During Productivity Wars, the company pushes to lower the costs of supporting the product. At the same time, revenues from training decline because users are less willing to pay for it. Developers strive to improve the ease of learning and speed of use by adding wizards, macros, on-screen instructions, templates, and other performance support features—solutions which require up-front development costs but will hopefully be offset by lower support costs.
Stage 4: Transparency
In this final stage, the products in the genre have become a commodity. The various vendors provide nearly identical products, and price increasingly becomes the key differentiator. Usability in stage 4 means that the product has essentially become invisible to users (ask people who manufactured the CD-ROM drive in their PC—most of them won’t know).
Once a product has reached the Transparency stage, there’s no advantage in further modifying it for that market. Companies focus on lowering production costs as price wars chip away at their profit margins. Or, they seek new markets for the product.
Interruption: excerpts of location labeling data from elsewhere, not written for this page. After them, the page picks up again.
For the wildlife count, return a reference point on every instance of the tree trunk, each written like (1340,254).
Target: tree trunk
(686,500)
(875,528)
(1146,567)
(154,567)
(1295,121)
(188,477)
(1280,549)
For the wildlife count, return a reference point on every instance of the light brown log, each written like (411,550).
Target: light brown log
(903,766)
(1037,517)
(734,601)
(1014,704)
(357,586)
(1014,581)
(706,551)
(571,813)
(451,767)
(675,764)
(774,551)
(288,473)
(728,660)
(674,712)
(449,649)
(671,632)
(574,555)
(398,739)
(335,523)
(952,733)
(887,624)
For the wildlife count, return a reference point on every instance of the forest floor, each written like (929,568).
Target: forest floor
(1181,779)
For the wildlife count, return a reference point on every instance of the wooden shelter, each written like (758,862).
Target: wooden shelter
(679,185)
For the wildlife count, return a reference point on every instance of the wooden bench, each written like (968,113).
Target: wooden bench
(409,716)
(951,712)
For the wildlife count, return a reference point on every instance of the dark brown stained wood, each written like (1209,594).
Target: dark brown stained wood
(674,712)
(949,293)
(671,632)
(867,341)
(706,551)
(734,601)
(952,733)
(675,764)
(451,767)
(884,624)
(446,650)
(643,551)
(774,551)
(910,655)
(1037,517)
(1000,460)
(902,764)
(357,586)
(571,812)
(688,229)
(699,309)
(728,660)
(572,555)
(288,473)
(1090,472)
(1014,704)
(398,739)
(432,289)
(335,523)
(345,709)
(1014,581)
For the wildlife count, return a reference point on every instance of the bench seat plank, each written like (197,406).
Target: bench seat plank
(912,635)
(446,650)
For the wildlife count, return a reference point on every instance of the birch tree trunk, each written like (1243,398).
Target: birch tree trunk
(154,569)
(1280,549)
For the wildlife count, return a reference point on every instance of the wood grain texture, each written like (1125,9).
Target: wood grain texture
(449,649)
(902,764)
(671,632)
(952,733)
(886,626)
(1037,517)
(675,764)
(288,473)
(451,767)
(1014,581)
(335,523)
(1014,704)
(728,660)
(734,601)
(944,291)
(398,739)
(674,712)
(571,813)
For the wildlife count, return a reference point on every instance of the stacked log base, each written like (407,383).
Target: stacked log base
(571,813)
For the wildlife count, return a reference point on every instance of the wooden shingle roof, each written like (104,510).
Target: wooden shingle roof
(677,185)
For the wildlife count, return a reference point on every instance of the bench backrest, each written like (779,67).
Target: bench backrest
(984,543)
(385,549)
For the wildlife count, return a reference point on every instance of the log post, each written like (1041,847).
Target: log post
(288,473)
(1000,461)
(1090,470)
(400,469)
For example, CD-ROM manufacturers now
market to the OEM/integrator rather than directly to the consumer.
Marketers hate stage 4. When spreadsheets and word processors reached the end of stage 3, Microsoft quickly created a new genre—the office suite—to contain these now-transparent products. The office suite genre is in stage 3, but its spreadsheet and word processor components are simply part of the package. Most software products still have a way to go before reaching this stage.
Summary of Stages
The Perils of Transition
The transitions from one stage to the next are often watersheds—companies that don’t see them coming may find themselves scrambling to catch up when their market starts placing new demands on them.
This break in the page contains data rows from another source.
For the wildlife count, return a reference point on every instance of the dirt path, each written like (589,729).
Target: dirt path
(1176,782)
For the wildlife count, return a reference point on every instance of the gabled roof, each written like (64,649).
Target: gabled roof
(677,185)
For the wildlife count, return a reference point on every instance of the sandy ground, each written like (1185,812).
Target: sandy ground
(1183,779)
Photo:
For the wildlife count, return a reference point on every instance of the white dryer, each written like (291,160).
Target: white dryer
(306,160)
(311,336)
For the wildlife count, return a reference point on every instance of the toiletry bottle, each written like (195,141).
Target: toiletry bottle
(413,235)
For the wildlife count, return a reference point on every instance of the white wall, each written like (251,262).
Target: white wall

The transition from Checklist Battles to Productivity Wars is especially crucial. An unprepared company is extremely vulnerable. Many market leaders have died here, such as WordPerfect, Harvard Business Graphics, dBASE, and the VAX. In many cases, the competitors didn’t even have all the functionality of the market leader. Instead, they offered something that was significantly easier to use, install, maintain, and learn—and they offered it at the right time, when the genre had reached stage 3.
The problem for most development teams is that entering the Productivity Wars stage often involves a major re-design of the architecture. During Checklist Battles, development is usually an incremental process of adding new features. Over time, the original architecture is demolished by thousands of changes. To support stage 3, the company must re-think, redesign, and often re-code much of the product, and this is very costly. WordPerfect didn’t ignore the fact that people wanted an easier to use word processor—they just couldn’t afford to build one out of the product they had. In many ways, a company starting from scratch has an advantage over the market leaders when a genre is moving to stage 3.
The Good News
There are companies who have survived this transition. Even though you can’t control the market maturity process, you can anticipate the next transition and plan the resources and organizational changes you will need to deal with it. By preparing now for the next stage, you can create an opportunity to leapfrog the competition.